Sonunda Tayland'la ilgili biraz olsun yazacak zamanı bulabildim. Japonya konusunda olmasa da belki ilginenler olur.
Tayland'a 95 ve 2000'de toplam 3 defa önce gitmiştim, hep Bangkok ve yakınlarına. Tayland her gidişimde daha da gelişen bir ülke oldu. Son askeri darbenin günlük hayata ve ekonomiye pek bir etkisi olmadı sanırım.
Biz Tayland'ı fakır biliriz. Aslında Malezya ve Singapur dışındaki G.D. Asya'da en zengin ülkedir. The Economist'e bağlı The Economist Intelligence Unit'in verilerine göre Türkiye'de GDP per head US$5,297, satınalma paritesinde US$9,047.6. Tayland'da GDP per head US$3,120, satınalma paritesinde US$9,082.
İnsanlar hep sessiz, sakin, kavgadan hoşlanmayan, yardımsever ve güleryüzlüdür. Öğrenciyken gittiğimde yanlışlıkla bindiğim minibüste bana yardım eden, hatta yol paramı veren teyzeler olmuştu. Bu sefer askerlikteki kalabalıktan sonra Bangkok'un tozu dumanını değil, sessiz sakin tropikal denizleri yeğledim.
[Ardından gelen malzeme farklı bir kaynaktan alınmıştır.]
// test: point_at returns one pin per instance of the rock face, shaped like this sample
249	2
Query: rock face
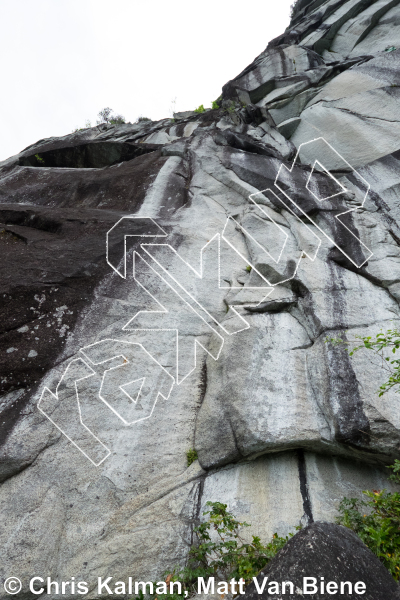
255	231
334	554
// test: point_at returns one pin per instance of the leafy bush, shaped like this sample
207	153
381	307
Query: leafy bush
106	116
391	340
191	456
229	556
377	522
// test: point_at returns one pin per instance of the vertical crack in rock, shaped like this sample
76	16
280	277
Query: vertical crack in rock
304	487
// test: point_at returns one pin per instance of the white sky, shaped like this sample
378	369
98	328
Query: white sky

Krabi, Türkiye'de de bilinen Phuket'in yakınlarında bir bölge. Daha yeni turizme açılıyor gibi. Umarım sonu diğerleri gibi olmaz. Öncelikle kaldığım resort otel,
Tubkaak Krabi Boutique Resort, biraz bütçeyi zorlayacak cinsten olsa da, harikaydı. Gecenin saat 10'unda vardım, çok kibar bir bayan görevli beni odama bıraktı. İki elini burun ve cene hizasinda birleştirdi ve klasik selamlarını verdi, çıktı. İki günlük de olsa "sefam" işte öyle başladı.
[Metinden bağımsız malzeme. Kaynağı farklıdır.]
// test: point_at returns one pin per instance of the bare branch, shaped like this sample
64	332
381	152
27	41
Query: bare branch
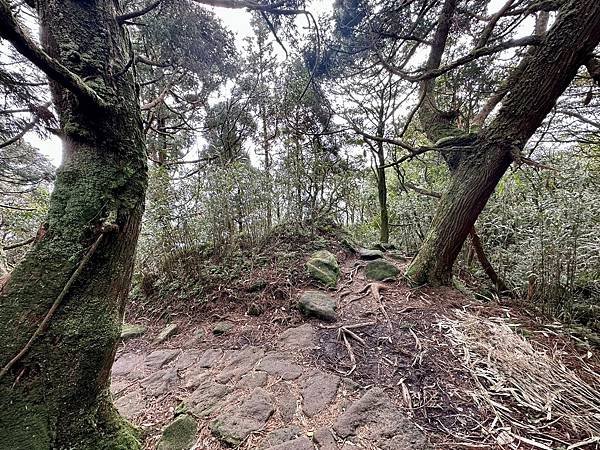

Muson yağmurları zamansız başlamıştı, öğleden sonraları yağmura katlanmak zorundaydık. Ama deniz suyu vucut ısısından yüksek olursa pek dert değil. Yağmurda denize girmek en çok ısıtan şey. Krabi'nin denizi (Hint Okyanusundaki Andaman Denizi) krem rengi yeşil. Oldukca sığ. Manzaraya denizden birden çıkan ve yeşil bitkilerle kaplı kaya-adalar hakim. Andaman Denizinde gel-git çok belirgindir. Öğleden sonraları denizin metrelerce çekilmesi ve denizin sabahtan boyu geçen yerlerinin yürünecek hale gelmesi gerçekten görmeye değer. (Üst sağdaki resimle sol alttakini, ortadaki iki resmi karşılaştırın.) Küçük deniz hayvanlarının ıslak kumlarda koşuşturması, balıkçıların firsat bu fırsat ağ atması hayatın normal bir parçası.
Diğer sefalar da vardı. Tayland'a gelip de yeşil curry yememek, hindistancevizi sütlü acı-ekşi çorbaları içmemek (alt sağdaki resim) olmazdı, ben de midemi delmek pahasına bu zevki tattım. Yağmurlu ögleden sonraları otelin usta bayan masajcılarına biraktım kendimi.
1 Mayıs akşamı Krabi'den ayrılmak zor oldu doğrusu. Kim cenneti bırakmak ister?